Black forest chocolate fudge cake

Yield: 16 Servings

Measure Ingredient
1 cup Prune Puree (recipe below)
2 cups Cake flour
1 cup Unsweetened cocoa powder
1 teaspoon Baking powder
½ teaspoon Salt
1½ cup Brown sugar
2 Eggs
1 Egg white
¾ cup Nonfat milk
4 teaspoons Vanilla
1 cup Boiling water
2 tablespoons Instnt espresso powder
2 teaspoons Baking soda
2 cups Frozen pitted unsweetened
Dark sweet
Cherries, coarsely chopped,
Thawed and well Drained
½ cup Chopped toasted walnuts

A rich, decadent dessert may not be the first thing that comes to mind when you think of prunes; however the following recipe, chocolate fudge cake is made with prune puree in place of butter and oil. The cake is rich and moist and contains only 4 grams of fat per serving. A unique combination of pectin, malic acid and sorbitol found in prunes allows a simple mixture of prunes and water to simulate a full-fat texture and taste. When used as an ingredient in baked goods, prune puree reduces fat in cookies, brownies, quick breads, muffins and cakes.
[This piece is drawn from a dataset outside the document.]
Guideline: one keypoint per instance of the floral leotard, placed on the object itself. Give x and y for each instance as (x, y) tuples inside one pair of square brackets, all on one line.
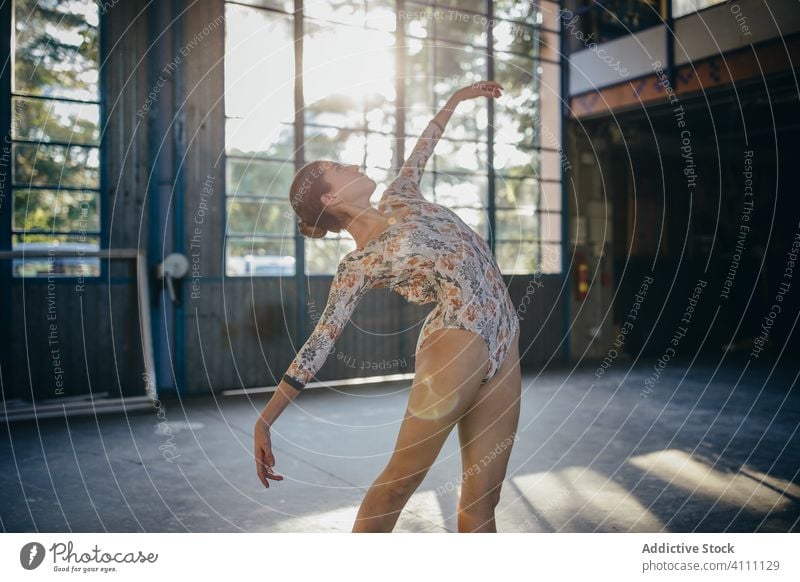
[(429, 255)]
Black forest chocolate fudge cake is topped with fresh, red sweet cherries during the summer or frozen cherries year around. The recipe is adapted from Mani of Mani's Bakery in Los Angeles.

Powdered sugar for dusting (optional) Fresh cherries or additional frozen cherries, for garnish

Prepare prune puree. Set aside. Preheat oven to 350 degrees. Coat a 3 to 4 quart bundt or other tube pan with vegetable cooking spray; set aside. Into a large bowl shift together flour, cocoa, baking powder and salt. Set aside.

In another bowl, whisk eggs with the prune puree, milk and vanilla; set aside. Pour boiling water in measuring cup; stir in espresso powder and baking soda. Stir egg and water mixtures into flour mixture; mix just until blended. Pour half the batter into prepared pan; sprinkle cherries and walnuts evenly over batter. Evenly pour in remaining batter. Bake in a 350 degree oven about 45 minutes until pick inserted into cake comes out clean. Cool in pan on rack for 15 minutes; inverting onto rack, remove from pan and cool completely.

Dust with powdered sugar; place on serving plate. Fill cake center with additional cherries. Makes 16 servings.

Prune Puree: 2⅔ cups (1 pound) pitted prunes ¾ cup water Combine prunes and water in container of food processor. Process about 1 minutes until pureed. Puree may be covered and refrigerated up to 2 months. Makes 2 cups.